Can I Use a Mortgage to Buy a Foreclosed, REO, or Short Sale Home?
Published: 09/13/2012 by Kevin Mulligan
The housing bust has left millions of square footage of homes either in foreclosure, REO (owned by a bank), or at risk of being foreclosed on and in need of a short sale. With these properties the cost of purchasing the home is often significantly lower than buying a home that hasn't been foreclosed on. The bank often owns the property (called REO) and is not in the business of managing vacated property.
However, a common question when looking at foreclosures or potential short sale homes is whether or not you can use a mortgage to purchase this type of home.
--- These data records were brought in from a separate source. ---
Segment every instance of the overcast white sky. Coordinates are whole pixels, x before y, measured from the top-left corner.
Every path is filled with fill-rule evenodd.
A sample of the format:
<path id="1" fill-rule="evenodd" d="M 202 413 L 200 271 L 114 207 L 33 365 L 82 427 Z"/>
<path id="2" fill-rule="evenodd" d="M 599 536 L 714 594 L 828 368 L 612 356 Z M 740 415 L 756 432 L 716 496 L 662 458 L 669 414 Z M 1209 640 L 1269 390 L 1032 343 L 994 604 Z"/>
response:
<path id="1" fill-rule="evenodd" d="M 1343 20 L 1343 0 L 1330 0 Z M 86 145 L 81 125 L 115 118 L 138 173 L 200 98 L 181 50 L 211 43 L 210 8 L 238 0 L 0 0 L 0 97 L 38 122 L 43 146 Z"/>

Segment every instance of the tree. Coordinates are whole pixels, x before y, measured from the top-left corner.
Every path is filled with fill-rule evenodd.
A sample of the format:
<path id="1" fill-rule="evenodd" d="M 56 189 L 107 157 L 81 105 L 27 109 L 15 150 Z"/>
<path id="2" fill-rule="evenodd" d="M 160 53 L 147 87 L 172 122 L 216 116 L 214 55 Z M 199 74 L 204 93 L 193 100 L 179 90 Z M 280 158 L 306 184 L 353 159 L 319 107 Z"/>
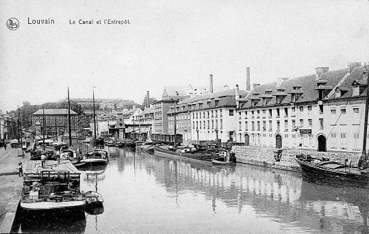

The simple answer is yes, you can. But that doesn't tell the full story.
Buying a Short Sale
If you are looking at a home that could be short sold, you can use a mortgage to buy the property.
However, be forewarned that buying a short sale can be a lengthy process simply because the bank isn't going to want to lose money on the mortgage from the seller. With a short sale the home is sold for less than the mortgage balance owed. This means that the bank must agree to take a loss on the difference before the property can be sold to the new buyer.
The process of getting a short sale approved can take weeks if not months. That isn't to say approvals don't come in, but under normal circumstances you can't just put an offer on a house and move in three weeks later. It will take time for the bank to make a determination on how much they can lose on the home before you can proceed.
Buying a Foreclosure
When you are looking to purchase a foreclosure it depends on who currently owns the property. If the home is in the midst of being foreclosed on, the paper trail that will follow will take a long time to sort out. If the home is a Real Estate Owned – REO – that means a lender like a bank, credit union, or government agency has foreclosed on the property and now owns it. And unlike a seller with built-in equity, the bank that owns the property likely has a set price in mind on what they will sell the home for. They aren't desperate to move out because they were just transferred; the home is now an asset with a price. This can make negotiations frustrating.
Nonetheless, if you can come to an agreement on an REO home, you can use a mortgage to pay for it.
Buying a Home at Auction
Many homes in the midst of foreclosure will be auctioned off on the courthouse steps on a scheduled date. This is a great place to get a great deal on a property.
Unfortunately, you almost always must pay cash on the spot to buy the property. That makes using a mortgage impossible unless you plan to refinance after purchasing with cash. There are other problems with auctioned homes, too: you often can't spend time walking in the house or doing an inspection. You're buying mostly sight unseen which means there is significant risk involved.